What is striking about this picture is the growing disconnect between economic performance and market reaction. Industry is faltering, margins are shrinking, visibility is disappearing... but stock prices are rising. Because in a post-truth society, a statement or a decree can turn everything upside down. Because investors are now betting on politicians' intentions rather than on quarterly figures.

We could laugh about it if it weren't so revealing of the prevailing feverishness. The automotive sector, a pillar of European industry, finds itself dancing to the unpredictable tune of the US president. Manufacturers are suspending their forecasts, but the markets are already anticipating the next U-turn.

This feverishness is reflected in the very disparate performances of carmakers on the stock market since the beginning of the year. These performances depend on an explosive mix of commercial momentum, supply chain structure, assembly site location, ability to bow to pressure from Washington, and a whole range of other variables.
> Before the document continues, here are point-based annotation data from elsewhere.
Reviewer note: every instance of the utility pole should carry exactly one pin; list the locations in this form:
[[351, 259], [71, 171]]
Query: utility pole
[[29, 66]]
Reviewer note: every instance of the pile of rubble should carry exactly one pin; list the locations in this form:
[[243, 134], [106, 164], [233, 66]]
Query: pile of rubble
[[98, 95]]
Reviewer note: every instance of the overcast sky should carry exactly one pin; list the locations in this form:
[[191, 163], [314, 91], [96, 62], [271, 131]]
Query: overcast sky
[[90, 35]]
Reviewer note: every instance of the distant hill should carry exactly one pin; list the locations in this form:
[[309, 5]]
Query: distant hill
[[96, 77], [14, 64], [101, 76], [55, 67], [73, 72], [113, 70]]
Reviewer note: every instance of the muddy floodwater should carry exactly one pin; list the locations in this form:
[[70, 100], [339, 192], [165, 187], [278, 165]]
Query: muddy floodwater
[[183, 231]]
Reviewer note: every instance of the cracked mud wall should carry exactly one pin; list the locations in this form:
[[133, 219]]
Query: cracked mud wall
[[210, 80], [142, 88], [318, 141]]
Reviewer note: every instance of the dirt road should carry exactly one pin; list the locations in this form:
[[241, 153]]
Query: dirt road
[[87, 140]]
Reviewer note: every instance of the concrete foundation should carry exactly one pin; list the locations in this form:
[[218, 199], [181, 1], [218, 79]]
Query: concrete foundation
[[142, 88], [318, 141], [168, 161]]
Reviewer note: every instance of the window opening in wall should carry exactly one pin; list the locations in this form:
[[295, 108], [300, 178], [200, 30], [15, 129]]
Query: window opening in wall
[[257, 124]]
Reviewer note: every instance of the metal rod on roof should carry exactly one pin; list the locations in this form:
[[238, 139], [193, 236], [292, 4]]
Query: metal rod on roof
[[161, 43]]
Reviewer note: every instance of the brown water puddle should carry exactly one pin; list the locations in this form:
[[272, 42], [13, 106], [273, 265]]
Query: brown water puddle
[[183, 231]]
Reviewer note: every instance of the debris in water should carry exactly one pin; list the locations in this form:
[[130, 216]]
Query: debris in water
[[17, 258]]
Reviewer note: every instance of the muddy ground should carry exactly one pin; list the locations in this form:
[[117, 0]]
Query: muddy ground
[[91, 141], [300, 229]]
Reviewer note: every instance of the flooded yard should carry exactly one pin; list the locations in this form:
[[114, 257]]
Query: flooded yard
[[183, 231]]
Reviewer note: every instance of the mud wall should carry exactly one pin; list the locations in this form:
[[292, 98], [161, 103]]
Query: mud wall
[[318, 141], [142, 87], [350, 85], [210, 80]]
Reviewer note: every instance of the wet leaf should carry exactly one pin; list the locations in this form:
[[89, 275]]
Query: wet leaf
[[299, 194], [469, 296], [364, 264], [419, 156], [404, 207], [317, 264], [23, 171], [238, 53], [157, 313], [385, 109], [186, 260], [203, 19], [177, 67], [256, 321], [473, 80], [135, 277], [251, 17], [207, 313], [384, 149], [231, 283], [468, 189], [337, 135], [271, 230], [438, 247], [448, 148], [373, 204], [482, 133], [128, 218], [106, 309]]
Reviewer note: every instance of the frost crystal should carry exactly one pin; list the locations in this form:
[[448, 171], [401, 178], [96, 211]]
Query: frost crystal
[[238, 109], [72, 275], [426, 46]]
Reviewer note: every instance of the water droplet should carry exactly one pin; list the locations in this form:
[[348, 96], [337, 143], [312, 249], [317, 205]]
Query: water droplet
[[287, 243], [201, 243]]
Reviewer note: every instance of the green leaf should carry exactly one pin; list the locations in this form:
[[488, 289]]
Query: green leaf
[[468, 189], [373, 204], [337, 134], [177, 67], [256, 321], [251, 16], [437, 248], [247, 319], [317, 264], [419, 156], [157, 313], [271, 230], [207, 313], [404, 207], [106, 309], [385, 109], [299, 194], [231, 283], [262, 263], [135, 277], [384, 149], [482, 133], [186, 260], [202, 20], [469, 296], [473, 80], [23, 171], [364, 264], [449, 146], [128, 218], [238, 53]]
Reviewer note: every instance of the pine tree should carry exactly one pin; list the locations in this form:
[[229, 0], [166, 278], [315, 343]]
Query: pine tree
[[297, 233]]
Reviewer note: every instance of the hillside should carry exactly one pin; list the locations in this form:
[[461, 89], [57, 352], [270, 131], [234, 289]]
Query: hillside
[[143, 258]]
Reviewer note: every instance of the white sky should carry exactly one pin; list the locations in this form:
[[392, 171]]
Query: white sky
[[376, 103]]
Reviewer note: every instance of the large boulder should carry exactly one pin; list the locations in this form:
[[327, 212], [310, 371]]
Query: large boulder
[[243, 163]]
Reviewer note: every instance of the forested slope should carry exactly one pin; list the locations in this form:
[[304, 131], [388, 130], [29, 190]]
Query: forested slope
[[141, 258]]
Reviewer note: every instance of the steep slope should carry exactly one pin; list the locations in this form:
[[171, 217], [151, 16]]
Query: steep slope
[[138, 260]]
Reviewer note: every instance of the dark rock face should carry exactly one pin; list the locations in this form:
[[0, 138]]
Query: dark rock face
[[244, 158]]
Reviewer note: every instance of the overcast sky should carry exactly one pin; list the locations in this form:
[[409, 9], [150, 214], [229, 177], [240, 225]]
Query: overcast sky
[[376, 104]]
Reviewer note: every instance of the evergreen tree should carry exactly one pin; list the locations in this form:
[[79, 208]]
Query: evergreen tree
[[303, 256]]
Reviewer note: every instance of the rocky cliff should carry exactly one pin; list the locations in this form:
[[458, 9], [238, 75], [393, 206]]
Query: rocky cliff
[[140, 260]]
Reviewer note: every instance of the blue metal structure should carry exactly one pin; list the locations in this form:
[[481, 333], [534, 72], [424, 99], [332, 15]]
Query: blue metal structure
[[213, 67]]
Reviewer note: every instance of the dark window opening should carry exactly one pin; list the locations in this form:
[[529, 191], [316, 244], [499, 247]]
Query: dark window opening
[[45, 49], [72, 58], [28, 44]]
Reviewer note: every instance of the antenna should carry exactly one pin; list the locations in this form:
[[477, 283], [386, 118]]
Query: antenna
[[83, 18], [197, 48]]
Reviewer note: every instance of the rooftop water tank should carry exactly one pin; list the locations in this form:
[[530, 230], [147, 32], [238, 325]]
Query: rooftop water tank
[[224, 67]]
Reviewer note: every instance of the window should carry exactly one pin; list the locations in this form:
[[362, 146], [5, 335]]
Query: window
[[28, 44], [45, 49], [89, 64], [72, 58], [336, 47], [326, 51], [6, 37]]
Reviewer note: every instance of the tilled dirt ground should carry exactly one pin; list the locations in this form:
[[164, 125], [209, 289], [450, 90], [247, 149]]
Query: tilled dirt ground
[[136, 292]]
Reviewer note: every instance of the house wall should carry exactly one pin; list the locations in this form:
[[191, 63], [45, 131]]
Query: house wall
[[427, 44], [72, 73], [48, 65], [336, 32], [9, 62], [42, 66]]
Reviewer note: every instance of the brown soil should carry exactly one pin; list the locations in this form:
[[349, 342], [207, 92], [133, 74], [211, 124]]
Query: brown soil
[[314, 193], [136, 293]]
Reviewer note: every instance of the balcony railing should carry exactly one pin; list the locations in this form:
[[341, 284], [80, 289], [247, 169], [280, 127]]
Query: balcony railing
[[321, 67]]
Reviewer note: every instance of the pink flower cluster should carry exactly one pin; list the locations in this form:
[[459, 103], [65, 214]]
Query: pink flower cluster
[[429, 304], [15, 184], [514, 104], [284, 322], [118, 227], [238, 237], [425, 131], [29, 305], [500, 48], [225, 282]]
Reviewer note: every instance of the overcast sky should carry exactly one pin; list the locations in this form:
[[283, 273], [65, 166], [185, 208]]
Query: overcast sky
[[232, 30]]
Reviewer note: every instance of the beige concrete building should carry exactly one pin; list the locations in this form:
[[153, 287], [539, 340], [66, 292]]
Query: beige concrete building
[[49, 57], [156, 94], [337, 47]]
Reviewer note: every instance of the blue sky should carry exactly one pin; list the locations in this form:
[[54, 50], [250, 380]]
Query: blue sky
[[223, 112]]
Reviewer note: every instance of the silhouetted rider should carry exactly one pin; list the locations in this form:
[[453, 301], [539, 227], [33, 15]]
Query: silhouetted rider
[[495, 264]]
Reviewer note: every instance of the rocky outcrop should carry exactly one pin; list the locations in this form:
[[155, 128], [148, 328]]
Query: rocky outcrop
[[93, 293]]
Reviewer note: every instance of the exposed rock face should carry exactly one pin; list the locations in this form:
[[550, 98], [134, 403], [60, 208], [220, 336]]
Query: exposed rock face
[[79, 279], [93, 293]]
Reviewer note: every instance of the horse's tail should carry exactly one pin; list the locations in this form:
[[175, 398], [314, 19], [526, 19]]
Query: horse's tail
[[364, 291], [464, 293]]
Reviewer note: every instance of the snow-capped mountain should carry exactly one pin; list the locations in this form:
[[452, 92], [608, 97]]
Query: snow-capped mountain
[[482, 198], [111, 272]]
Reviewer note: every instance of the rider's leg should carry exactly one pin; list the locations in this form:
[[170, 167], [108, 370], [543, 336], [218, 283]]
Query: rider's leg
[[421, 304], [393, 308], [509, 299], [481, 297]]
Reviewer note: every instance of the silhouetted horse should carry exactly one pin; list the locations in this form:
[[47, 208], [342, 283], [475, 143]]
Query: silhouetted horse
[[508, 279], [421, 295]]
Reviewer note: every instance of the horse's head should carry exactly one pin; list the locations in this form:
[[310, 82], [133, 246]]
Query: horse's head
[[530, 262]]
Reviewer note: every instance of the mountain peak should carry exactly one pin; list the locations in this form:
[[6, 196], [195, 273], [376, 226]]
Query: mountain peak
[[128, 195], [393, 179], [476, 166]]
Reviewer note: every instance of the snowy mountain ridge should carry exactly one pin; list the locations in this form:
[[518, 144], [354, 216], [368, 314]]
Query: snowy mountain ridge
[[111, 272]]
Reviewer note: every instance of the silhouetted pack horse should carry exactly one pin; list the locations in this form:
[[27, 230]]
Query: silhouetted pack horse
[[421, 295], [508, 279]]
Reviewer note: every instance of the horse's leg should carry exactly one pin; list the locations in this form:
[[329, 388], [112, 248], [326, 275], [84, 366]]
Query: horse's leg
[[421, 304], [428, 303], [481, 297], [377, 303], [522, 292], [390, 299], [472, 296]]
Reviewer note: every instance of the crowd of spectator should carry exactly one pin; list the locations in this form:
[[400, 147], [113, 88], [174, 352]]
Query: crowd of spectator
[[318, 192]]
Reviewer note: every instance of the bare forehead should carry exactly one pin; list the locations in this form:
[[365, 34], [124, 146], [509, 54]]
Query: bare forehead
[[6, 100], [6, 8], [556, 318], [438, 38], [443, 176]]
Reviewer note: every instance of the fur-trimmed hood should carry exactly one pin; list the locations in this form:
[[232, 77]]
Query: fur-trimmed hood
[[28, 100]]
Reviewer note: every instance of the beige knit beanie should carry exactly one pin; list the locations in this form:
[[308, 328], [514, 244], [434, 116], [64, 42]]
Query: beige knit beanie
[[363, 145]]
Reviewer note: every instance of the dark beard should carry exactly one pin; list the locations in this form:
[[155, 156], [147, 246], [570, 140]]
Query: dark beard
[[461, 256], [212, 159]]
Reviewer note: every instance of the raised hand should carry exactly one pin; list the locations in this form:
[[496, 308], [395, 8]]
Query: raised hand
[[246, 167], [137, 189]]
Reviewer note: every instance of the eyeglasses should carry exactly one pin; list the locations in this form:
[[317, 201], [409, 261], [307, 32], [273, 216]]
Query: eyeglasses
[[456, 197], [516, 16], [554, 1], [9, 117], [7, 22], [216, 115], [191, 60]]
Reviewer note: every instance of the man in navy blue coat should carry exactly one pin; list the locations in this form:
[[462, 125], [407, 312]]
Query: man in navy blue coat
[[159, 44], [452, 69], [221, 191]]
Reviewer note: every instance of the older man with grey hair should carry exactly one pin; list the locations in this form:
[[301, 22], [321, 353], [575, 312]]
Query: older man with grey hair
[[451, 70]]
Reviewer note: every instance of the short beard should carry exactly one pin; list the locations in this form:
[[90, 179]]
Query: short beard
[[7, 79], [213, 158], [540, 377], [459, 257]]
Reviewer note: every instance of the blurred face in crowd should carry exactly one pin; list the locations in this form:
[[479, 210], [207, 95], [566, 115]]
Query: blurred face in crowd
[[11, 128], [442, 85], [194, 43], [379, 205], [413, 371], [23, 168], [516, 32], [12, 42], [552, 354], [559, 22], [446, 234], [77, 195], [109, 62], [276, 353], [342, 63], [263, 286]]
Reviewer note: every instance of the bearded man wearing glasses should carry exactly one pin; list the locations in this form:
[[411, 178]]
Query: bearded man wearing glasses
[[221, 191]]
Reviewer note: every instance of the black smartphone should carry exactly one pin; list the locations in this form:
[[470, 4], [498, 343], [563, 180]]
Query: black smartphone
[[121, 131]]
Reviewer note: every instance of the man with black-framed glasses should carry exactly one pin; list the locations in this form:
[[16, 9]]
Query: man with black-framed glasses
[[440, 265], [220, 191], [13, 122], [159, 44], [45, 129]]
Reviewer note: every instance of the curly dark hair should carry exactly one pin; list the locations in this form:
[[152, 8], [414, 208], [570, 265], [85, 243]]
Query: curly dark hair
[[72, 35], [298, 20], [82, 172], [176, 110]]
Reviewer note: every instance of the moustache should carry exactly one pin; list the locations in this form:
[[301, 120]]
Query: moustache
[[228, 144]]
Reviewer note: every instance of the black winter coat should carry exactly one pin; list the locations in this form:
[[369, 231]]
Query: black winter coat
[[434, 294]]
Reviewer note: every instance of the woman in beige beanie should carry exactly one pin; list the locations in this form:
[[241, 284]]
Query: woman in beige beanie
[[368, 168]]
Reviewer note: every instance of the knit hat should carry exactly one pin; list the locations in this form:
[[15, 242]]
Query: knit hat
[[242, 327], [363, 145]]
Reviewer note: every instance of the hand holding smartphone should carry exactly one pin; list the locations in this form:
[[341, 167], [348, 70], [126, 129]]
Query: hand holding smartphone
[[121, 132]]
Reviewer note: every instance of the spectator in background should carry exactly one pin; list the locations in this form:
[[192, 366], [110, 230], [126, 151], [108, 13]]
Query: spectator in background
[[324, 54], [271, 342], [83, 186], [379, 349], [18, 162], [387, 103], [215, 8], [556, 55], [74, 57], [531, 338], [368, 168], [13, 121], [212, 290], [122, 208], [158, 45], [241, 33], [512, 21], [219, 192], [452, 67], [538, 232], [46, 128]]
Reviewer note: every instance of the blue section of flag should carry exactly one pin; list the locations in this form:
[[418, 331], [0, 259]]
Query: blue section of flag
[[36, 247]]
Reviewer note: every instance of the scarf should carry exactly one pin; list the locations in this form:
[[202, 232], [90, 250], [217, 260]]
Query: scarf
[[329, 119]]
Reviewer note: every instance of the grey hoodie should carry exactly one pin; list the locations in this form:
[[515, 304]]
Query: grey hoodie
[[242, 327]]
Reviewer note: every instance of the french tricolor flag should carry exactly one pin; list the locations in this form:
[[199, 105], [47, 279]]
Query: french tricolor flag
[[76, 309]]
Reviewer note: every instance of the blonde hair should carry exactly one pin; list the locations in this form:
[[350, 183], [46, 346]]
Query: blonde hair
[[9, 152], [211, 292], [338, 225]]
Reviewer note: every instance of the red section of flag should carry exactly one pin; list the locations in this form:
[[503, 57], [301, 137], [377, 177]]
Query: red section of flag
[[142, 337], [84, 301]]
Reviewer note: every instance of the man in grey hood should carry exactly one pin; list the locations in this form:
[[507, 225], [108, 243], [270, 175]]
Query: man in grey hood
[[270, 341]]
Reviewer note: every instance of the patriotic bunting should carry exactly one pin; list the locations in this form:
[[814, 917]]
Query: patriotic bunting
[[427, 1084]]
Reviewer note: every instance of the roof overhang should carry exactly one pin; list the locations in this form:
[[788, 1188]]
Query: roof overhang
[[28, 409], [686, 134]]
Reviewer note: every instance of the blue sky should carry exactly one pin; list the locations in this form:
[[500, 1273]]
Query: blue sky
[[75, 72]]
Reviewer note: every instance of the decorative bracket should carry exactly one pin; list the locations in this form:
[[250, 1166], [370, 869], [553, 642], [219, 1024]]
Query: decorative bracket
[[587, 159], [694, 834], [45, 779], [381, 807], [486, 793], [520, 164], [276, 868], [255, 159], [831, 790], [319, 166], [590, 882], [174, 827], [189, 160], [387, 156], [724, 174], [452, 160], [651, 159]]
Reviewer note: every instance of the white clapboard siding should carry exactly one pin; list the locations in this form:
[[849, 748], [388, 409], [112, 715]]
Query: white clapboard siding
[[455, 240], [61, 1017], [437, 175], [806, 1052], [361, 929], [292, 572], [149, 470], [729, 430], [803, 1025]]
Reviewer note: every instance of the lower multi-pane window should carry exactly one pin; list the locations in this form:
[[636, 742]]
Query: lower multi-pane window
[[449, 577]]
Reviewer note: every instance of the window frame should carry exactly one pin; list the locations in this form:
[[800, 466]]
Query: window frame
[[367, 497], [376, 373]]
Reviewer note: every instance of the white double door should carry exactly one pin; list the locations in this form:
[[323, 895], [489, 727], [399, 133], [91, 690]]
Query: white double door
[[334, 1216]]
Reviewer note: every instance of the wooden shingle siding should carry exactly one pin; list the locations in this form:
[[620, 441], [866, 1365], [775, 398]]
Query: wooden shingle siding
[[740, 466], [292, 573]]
Stellantis (-33%) comes in last, while Volkswagen is curiously in pole position (+11%). Another example is that the market values Ford (+2.5%) more than General Motors (-12%). There is also a wide gap between Renault (+1.5%) and Tesla (-28%). In such a context, it is hardly surprising that the automotive sector's valuation multiple is among the lowest on the stock market: the median P/E ratio for the sector in 2026 is 5.35x, excluding Tesla (106x) and Ferrari (40x). Investors have no reason to pay more for such a lack of visibility.